The government’s transitional deal on fishing, which Leave has described as an “abject, disgusting betrayal”, and Douglas Ross MP said “it would be easier to get someone to drink a pint of sick than try to sell this as a success.” Colourful imagery all round. And leading the charge, of course, was the Honourable Member for the 18th Century, Jacob Rees-Mogg, saying the government had “rolled over” when it “hasn’t had its tummy tickled”.
While ‘Moggmentum’ is raising a stink in the Conservative Party, its all-red progenitor Momentum is causing trouble in Labour. With Labour’s ruling council, the National Executive Committee, now dominated by Momentum, to some moderates it’s starting to look like their worst Stalinist nightmares could come true. After all, it has deselected their first moderate: Sir Robin Wales, who has been the Labour mayor of Newham for the last 23 years.
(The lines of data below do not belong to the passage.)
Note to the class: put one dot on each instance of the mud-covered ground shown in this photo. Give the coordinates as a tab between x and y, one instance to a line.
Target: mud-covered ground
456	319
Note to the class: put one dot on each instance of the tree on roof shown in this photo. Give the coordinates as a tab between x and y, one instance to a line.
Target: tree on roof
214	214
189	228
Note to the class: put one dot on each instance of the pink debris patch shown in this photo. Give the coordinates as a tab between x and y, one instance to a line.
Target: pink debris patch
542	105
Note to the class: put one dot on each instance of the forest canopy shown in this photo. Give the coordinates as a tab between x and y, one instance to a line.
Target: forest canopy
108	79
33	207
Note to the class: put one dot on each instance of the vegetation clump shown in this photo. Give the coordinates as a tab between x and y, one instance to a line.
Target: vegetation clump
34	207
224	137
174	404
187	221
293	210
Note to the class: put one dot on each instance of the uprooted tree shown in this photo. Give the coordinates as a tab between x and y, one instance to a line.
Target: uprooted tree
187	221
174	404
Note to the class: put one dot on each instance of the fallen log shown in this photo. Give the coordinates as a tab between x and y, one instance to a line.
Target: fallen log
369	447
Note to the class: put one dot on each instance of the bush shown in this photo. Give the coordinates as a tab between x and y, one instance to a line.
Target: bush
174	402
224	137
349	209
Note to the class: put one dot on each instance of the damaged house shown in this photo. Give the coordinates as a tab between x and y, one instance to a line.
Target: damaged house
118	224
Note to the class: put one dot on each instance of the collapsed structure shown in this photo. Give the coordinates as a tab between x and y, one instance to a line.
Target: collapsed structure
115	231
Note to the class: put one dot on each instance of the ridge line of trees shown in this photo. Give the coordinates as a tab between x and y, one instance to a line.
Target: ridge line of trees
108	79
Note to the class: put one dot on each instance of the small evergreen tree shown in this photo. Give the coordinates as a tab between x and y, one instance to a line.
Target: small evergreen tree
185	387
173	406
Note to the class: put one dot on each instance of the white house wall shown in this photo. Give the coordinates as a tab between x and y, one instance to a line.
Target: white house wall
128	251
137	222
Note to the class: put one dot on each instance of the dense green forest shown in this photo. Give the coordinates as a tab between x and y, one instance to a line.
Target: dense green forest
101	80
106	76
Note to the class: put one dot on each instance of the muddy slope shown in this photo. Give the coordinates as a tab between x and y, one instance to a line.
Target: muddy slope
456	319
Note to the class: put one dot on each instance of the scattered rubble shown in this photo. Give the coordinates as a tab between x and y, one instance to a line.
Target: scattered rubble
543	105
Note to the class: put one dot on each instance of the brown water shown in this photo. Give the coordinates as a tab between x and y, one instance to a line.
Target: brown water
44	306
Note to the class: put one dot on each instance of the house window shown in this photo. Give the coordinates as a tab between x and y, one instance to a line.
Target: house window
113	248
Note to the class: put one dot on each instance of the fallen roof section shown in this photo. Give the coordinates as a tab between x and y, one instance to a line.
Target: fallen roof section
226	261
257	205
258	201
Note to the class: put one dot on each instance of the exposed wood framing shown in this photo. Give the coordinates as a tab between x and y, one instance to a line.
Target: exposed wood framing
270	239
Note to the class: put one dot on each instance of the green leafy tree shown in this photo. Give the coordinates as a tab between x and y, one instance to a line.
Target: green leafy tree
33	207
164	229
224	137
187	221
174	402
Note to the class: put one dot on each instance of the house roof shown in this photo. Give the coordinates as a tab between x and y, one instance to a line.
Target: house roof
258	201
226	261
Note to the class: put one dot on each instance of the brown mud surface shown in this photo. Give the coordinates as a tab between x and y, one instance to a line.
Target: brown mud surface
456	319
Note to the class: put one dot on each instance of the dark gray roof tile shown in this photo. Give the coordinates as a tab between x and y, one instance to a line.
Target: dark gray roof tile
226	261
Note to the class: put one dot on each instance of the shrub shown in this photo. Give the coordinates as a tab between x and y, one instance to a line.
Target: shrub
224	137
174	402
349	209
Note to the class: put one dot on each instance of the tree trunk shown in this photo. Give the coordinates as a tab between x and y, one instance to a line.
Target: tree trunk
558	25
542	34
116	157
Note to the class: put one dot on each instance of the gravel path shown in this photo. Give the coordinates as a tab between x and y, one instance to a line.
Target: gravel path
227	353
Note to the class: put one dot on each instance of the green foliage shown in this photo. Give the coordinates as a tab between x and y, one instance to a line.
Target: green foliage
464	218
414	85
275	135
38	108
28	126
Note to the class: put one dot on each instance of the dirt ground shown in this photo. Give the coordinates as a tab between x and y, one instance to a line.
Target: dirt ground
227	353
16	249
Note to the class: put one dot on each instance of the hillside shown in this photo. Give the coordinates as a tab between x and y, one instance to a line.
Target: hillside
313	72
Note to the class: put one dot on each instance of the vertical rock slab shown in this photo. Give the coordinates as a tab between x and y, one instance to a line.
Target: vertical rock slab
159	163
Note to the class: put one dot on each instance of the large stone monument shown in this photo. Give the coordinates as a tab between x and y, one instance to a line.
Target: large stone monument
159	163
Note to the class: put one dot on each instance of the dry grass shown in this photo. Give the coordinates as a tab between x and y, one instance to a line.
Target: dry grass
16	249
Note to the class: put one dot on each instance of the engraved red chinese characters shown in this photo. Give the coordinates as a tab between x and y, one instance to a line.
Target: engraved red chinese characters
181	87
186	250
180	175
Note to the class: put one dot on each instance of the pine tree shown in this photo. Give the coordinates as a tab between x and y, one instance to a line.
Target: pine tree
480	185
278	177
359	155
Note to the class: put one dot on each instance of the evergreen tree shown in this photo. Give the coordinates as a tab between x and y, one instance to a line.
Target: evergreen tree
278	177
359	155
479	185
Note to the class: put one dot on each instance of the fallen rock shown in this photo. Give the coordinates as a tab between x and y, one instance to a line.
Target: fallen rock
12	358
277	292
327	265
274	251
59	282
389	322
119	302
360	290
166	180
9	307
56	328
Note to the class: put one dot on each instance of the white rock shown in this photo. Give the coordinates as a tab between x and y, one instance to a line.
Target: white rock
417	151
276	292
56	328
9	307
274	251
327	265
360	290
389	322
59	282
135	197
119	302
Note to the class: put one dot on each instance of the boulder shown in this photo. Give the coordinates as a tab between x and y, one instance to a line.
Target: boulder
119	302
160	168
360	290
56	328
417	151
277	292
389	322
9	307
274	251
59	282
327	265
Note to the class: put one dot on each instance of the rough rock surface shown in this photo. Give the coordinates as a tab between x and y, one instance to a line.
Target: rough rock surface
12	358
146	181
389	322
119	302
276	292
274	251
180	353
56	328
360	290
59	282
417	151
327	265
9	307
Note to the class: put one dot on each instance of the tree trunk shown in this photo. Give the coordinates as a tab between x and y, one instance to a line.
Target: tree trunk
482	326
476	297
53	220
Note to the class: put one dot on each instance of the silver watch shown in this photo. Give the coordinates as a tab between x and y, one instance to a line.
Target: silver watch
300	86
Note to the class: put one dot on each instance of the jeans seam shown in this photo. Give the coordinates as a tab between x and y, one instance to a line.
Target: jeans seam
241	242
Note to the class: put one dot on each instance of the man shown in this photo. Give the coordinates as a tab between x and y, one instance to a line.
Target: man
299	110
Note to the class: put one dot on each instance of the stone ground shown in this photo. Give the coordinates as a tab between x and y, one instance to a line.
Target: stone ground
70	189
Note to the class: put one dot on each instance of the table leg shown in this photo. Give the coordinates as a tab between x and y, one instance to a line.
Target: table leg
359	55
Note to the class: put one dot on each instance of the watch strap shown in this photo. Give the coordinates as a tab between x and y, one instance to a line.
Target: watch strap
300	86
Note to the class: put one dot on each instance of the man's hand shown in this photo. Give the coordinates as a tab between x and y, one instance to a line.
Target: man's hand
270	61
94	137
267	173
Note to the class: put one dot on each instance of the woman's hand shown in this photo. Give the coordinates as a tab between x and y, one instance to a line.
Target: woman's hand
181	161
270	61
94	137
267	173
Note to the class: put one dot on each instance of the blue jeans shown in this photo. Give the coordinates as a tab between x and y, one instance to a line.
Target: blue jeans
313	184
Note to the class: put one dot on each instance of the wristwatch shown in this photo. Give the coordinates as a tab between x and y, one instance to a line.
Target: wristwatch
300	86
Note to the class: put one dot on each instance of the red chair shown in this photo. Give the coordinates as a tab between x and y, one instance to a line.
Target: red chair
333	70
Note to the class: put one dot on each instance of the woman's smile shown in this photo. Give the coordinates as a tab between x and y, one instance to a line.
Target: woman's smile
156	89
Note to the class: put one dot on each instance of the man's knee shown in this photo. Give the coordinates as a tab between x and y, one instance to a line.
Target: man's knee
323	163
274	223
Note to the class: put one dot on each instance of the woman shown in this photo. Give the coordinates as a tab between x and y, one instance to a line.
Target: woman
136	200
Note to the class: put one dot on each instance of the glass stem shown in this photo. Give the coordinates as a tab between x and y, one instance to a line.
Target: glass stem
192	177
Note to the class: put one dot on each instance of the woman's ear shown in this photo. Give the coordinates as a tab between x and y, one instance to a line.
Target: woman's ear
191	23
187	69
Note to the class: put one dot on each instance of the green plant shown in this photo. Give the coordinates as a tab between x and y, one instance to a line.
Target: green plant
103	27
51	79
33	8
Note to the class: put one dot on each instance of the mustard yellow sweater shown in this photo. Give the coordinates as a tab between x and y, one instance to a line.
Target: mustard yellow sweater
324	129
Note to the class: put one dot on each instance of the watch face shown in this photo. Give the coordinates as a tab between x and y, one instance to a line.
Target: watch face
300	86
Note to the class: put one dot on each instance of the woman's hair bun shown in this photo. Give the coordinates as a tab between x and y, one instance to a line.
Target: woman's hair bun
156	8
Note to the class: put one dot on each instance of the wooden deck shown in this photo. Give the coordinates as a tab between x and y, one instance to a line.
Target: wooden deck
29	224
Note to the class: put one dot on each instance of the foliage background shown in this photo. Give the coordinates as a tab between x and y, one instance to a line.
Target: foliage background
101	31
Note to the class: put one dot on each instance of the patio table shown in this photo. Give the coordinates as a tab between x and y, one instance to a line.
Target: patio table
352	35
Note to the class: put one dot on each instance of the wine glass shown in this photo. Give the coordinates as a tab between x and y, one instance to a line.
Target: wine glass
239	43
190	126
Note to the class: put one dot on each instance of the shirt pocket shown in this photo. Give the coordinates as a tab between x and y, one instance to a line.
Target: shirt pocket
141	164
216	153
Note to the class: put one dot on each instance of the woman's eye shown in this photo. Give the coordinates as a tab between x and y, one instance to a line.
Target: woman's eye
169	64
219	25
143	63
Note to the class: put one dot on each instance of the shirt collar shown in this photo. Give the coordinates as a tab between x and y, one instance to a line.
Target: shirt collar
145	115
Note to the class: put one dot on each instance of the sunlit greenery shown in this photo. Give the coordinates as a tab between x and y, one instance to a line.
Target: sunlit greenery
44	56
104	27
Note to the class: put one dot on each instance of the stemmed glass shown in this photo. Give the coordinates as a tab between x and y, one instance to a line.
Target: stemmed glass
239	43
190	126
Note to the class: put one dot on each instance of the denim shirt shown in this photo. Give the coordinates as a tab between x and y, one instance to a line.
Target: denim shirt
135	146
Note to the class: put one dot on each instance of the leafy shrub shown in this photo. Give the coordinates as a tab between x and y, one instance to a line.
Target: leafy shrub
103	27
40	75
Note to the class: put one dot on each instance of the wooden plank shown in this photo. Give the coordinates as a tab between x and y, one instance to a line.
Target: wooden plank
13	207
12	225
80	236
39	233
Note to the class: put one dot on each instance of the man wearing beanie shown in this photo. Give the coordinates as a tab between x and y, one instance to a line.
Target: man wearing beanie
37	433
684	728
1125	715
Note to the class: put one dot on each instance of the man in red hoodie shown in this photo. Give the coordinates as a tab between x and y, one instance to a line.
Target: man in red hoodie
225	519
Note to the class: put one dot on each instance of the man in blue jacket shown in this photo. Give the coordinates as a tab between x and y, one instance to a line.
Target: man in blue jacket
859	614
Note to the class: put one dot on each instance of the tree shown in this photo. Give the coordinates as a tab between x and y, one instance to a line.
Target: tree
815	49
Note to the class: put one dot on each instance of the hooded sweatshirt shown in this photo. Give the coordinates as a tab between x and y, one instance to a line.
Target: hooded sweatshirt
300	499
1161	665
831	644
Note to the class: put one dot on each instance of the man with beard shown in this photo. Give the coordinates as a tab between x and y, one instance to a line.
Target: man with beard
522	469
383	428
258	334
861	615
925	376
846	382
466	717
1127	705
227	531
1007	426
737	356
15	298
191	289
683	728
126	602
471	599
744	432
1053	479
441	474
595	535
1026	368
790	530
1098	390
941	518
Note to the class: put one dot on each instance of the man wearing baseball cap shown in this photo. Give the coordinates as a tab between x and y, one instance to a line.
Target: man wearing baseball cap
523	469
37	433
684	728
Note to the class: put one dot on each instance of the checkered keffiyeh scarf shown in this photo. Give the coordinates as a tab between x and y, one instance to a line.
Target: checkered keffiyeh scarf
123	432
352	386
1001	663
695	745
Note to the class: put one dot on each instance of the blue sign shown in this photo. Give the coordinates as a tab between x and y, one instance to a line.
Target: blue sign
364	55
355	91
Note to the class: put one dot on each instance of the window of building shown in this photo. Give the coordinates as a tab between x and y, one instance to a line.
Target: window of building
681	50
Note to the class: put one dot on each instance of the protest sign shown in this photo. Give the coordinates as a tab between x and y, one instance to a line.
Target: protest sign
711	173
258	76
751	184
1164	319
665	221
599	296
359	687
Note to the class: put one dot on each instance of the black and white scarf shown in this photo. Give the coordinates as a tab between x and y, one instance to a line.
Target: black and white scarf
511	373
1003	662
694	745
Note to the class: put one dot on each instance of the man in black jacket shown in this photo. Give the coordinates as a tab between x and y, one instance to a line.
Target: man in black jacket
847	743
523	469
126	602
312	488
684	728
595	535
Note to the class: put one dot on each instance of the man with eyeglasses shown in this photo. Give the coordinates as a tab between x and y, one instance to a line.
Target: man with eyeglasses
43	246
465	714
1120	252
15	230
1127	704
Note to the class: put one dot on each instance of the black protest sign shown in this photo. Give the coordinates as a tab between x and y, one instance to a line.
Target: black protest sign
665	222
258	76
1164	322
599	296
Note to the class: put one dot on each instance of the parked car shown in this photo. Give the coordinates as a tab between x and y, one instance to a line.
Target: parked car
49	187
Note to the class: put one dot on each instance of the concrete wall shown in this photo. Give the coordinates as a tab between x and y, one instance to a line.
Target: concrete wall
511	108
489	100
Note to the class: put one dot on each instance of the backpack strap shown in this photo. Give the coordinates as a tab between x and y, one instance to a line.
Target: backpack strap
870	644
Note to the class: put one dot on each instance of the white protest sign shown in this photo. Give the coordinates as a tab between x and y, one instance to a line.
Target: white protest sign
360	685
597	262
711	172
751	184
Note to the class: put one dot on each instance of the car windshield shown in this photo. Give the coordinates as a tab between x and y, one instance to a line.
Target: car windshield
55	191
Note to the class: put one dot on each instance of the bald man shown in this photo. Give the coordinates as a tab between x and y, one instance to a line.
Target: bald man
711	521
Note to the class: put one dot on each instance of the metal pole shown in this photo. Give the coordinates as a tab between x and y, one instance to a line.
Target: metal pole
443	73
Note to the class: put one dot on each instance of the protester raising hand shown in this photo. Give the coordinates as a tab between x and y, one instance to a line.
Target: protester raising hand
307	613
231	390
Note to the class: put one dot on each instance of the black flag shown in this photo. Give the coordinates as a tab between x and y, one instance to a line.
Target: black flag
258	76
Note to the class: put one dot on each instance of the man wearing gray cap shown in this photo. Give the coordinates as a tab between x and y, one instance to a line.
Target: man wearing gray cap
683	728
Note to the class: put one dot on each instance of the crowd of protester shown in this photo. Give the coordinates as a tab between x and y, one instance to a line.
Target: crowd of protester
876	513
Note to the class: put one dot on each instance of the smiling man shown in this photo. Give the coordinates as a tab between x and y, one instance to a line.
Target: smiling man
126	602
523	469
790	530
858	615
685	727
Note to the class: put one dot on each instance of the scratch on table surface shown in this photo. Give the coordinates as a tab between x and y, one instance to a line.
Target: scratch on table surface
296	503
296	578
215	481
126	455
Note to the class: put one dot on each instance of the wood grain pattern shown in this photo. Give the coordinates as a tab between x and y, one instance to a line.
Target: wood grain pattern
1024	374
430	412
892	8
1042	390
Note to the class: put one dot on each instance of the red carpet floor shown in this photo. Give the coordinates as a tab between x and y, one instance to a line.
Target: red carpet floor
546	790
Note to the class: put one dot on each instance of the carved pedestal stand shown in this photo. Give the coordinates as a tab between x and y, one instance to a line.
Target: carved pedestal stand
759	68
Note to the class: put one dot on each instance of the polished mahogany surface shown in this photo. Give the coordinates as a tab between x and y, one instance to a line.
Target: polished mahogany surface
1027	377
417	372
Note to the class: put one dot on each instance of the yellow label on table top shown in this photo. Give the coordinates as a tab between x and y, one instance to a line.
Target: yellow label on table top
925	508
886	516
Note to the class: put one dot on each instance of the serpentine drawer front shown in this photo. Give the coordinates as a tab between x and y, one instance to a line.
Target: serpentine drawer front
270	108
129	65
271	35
It’s not just overt Corbyn-sceptics Momentum have been causing a stir with: for a while the race for party general secretary set Momentum founder Jon Lansman head to head against Jennie Formby, an organiser for Unite.
So, looking across the country, it’s less a nation unite than politics fractured. But what about the self-employed: how does this rocky political landscape affect them?
The self-employed star
While Labour’s activists have been embroiled in infighting this month, one of the party’s MPs has been reshaping the law from the backbenches to help the self-employed. The former actress and Corrie star Tracy Brabin, now Labour MP for Batley and Spen, has led a campaign to help self-employed parents.
Winning support from everyone from Maria Miller to Coldplay’s Chris Martin, she brought her campaign to a head with a bill to extend shared parental leave to the self-employed. If it’s passed, it will not only allow self-employed dads to take time off to see their children; it will also help self-employed mums maintain their businesses.
There was another boom for self-employed parents this month – this time from HMRC (and yes, you read that right). The taxmen have decided to take a softer approach to working self-employed parents. It announced that all working parents – including the self-employed – can now receive a tax-free childcare allowance of £2,000.
It's Taylor time (finally)
The sector as a whole could be on course for several significant wins. That’s because, seven months after its initial publication, the government has finally responded to the Taylor Review.
There seems a lot to be optimistic about as it has recognised the need to address major, long-standing issues like the uncertainty about employment status and the need for more support for the self-employed.
The only recommendation the government didn’t take forward was the one that could have been a significant threat to the self-employed sector: taking steps to equalise employee and self-employed taxes. Accepting 52 out of 53 recommendations: that’s not bad. Of course, that didn’t stop Taylor himself rating the response just four out of 10…
The main outcome of the Review will be four major government consultations, on: employment status, increasing transparency in the labour market, agency workers and enforcement of employment rights. Although you might raise questions about a review leading to essentially more reviews… the government does seem to be moving in the right direction on this. For Taylor, if the consultations are “productive”, his score “may move up to seven or eight”.